Hybrid LLM Router for Production Agentic Systems
The article discusses the challenges of running agentic systems locally and presents a solution using a hybrid LLM routing architecture to optimize cost and reliability.
Why it matters
This hybrid routing architecture can help agentic systems achieve better performance and cost-efficiency in production environments.
Key Points
- 1Keyword-based routing fails due to false positives and false negatives
- 2The solution uses a confidence-based routing approach with 3 signal vectors: constraint density, context pressure, and a dedicated scout classifier
- 3The correct metric for agentic systems is Cost per Successful Task (CPST), not just monthly API spend
Details
The article explores the engineering of a hybrid LLM router for production agentic systems. It highlights the limitations of standard approaches like throwing more compute at the problem or relying on a single large language model.
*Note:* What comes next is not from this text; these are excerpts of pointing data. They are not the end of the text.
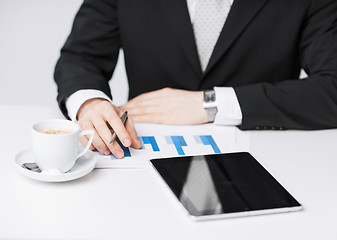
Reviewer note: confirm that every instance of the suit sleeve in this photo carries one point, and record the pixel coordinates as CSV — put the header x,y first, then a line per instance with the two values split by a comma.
x,y
90,53
309,103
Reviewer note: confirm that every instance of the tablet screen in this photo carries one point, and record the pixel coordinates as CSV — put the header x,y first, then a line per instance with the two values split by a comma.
x,y
222,184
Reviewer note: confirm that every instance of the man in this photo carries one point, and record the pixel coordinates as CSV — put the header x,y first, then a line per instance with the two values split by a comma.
x,y
251,50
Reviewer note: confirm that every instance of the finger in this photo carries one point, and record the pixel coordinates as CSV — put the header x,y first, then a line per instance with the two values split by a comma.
x,y
103,130
133,134
145,110
116,123
105,136
84,141
99,143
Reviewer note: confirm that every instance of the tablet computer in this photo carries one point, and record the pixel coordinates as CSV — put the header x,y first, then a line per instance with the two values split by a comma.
x,y
224,186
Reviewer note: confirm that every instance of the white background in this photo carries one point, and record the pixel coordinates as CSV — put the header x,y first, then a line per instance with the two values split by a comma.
x,y
32,33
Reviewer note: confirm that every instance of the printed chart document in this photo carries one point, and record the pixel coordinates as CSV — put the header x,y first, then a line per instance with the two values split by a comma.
x,y
161,141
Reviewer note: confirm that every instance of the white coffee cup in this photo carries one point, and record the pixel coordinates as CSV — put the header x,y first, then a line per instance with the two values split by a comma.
x,y
58,151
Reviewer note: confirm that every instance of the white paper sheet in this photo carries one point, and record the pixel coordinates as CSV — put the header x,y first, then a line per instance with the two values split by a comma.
x,y
162,141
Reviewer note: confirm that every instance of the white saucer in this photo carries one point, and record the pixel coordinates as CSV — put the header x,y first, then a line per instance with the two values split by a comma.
x,y
82,167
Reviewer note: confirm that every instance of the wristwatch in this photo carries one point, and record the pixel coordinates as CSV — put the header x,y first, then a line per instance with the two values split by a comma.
x,y
210,104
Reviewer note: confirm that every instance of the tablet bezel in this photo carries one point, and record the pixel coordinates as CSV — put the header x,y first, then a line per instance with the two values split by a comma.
x,y
232,214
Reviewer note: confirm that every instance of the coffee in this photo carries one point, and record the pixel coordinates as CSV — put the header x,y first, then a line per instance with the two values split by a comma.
x,y
55,131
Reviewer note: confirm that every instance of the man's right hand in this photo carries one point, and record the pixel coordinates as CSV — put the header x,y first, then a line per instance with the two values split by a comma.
x,y
94,114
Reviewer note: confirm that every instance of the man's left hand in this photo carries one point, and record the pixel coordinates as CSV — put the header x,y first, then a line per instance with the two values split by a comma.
x,y
168,106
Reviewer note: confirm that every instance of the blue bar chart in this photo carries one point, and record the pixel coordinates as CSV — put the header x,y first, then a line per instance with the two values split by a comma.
x,y
150,145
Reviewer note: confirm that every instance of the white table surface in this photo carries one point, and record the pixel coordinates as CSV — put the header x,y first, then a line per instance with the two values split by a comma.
x,y
135,204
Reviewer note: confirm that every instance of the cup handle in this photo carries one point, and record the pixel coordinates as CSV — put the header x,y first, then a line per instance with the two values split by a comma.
x,y
86,132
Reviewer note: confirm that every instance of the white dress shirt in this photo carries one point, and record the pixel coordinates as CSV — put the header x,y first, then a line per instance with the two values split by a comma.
x,y
229,111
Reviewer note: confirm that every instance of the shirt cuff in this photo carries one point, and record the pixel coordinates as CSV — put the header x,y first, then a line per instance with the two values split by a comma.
x,y
229,110
75,101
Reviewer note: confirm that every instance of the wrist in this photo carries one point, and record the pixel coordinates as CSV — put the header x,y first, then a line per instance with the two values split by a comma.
x,y
210,104
87,105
The author proposes a routing layer that intelligently selects the appropriate model based on the prompt's characteristics, such as constraint density, context pressure, and a dedicated scout classifier. This approach aims to optimize for cost per successful task rather than just monthly API spend, which can obscure the true cost structure. The article also discusses the tradeoffs in the quantization curve, where q4 models perform well for general tasks but can introduce reliability issues for structured tool-calling, necessitating the use of a dedicated q8 inference slice.